Almost everyone in almost all walks of life can decide where they want to live and work based upon which employers are interested in their services. 

Not in the NFL.

At least not if your team hits you with the franchise tag.

How We Got Here

The franchise tag has been around since 1993. The NFL Players Association (NFLPA) was fighting for free agency, and players such as Reggie White had to sue the league to get the NFL to allow players to hit the open market when their contracts expired.

As part of those negotiations, the NFLPA agreed to allow each team to have one “franchise tag” to use each year to retain their franchise player — at the time, quarterbacks such as John Elway, Dan Marino, Troy Aikman, etc. — as long as the team was willing to pay the player the average of the top five players at their position.

The thinking was that it would be debilitating to certain clubs if its star players were allowed to walk away when their contracts expired, even though their team was willing to pay them at or near the top of the market. 

And now, more than 30 years later, the NFL’s franchise tag window, a two-week period where teams can elect to place the tag on one of their players, has opened up. Teams will soon be saddling defensive linemen (Christian Wilkins? Justin Madubuike?), defensive backs (Jaylon Johnson? Antoine Winfield Jr.?), wide receivers (Tee Higgins? Mike Evans?), etc. with that designation to retain their services and restrict their freedom of movement.

Tampa Bay Buccaneers safety Antoine Winfield Jr.
Tampa Bay Buccaneers safety Antoine Winfield Jr. (31) celebrates after a fumble recovery during the first quarter against the Houston Texans at NRG Stadium in Houston. (Troy Taormina-USA TODAY Sports)

The Threat of the Tag

Making matters worse, or better, depending upon your perspective, is the impact of the franchise tag's mere threat on players who never even receive it.

“People can not overestimate the power of the tag,” former Green Bay Packers vice president of finance Andrew Brandt told me this week on the Ross Tucker Football Podcast.

“I never applied the tag, but I used it in negotiations every year," he said. "The tag holds down salaries for the entire league, and there is a trickle-down effect.”

I hate everything about it and agree with Brandt. Yet, even if I were Lloyd Howell, the NFLPA’s new executive director, I still wouldn’t do anything about it.

NFLPA Priorities

In any negotiation, there are only so many priorities a party can prioritize and expend negotiating capital to achieve. In other words, for the NFLPA to get something, it has to give something up in return. Despite what Brandt says, the franchise tag doesn’t affect enough players to be a priority for the NFLPA. 

“There is nothing else like this. Other unions don’t have one group making $30-50 million per year and others making $800,000.”

Former Green Bay Packers vice president of finance Andrew Brandt

It’s also why the NFLPA has a tough job when it comes to representing all the players because they can have competing interests.

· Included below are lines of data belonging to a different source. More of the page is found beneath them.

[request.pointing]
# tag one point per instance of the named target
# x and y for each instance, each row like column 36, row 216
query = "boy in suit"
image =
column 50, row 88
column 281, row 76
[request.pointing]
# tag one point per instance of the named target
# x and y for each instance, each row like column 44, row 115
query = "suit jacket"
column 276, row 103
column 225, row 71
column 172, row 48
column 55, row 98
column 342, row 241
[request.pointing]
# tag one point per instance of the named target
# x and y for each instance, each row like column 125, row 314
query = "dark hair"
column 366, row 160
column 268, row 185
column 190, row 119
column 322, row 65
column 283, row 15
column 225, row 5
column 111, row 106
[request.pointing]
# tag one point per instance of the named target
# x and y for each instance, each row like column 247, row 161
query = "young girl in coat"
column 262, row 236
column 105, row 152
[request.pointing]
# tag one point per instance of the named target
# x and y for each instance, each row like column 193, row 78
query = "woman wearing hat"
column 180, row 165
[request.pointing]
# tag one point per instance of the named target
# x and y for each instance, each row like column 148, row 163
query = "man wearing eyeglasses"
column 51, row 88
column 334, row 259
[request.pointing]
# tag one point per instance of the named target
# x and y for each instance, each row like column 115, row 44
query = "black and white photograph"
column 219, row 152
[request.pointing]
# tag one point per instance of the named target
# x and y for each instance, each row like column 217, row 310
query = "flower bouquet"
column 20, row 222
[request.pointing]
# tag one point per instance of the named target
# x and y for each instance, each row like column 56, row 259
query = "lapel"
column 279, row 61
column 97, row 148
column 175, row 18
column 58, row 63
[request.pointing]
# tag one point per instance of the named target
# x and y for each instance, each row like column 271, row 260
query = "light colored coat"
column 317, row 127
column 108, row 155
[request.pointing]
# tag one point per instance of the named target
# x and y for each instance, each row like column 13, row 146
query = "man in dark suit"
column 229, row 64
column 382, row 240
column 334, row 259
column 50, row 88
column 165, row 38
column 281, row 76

“There is nothing else like this,” Brandt told me, “Other unions don’t have one group making $30-50 million per year and others making $800,000.” 

Therein lies the rub. As a guy who made the league minimum in five of my seven seasons in the NFL, I am much more interested in increasing those minimums and securing the post-football benefits, such as extended health insurance, for the rank-and-file players who make up a large percentage of the league.

Do the franchise tag-caliber players care about league minimums? Probably not. But there are many more players battling just to stick around on a year-to-year basis than players who are elite enough to get paid like one of the top five guys at their position for a year.

The Tag Isn't Going Anywhere

The franchise tag stinks, and I dislike it tremendously for those players who have earned the right to have more control over where they choose to live and work.

And while I know the “players agreed to it,” that doesn’t resonate when you consider that agreement came before most of this year’s franchise tag candidates were born. These players certainly didn’t agree to it, that’s for sure.

Ultimately, we're stuck with the franchise tag for the time being — and probably much longer. While it is likely not a huge priority for the NFLPA, the tag is significant for the league and the owners and is something they will try to hold onto as long as possible.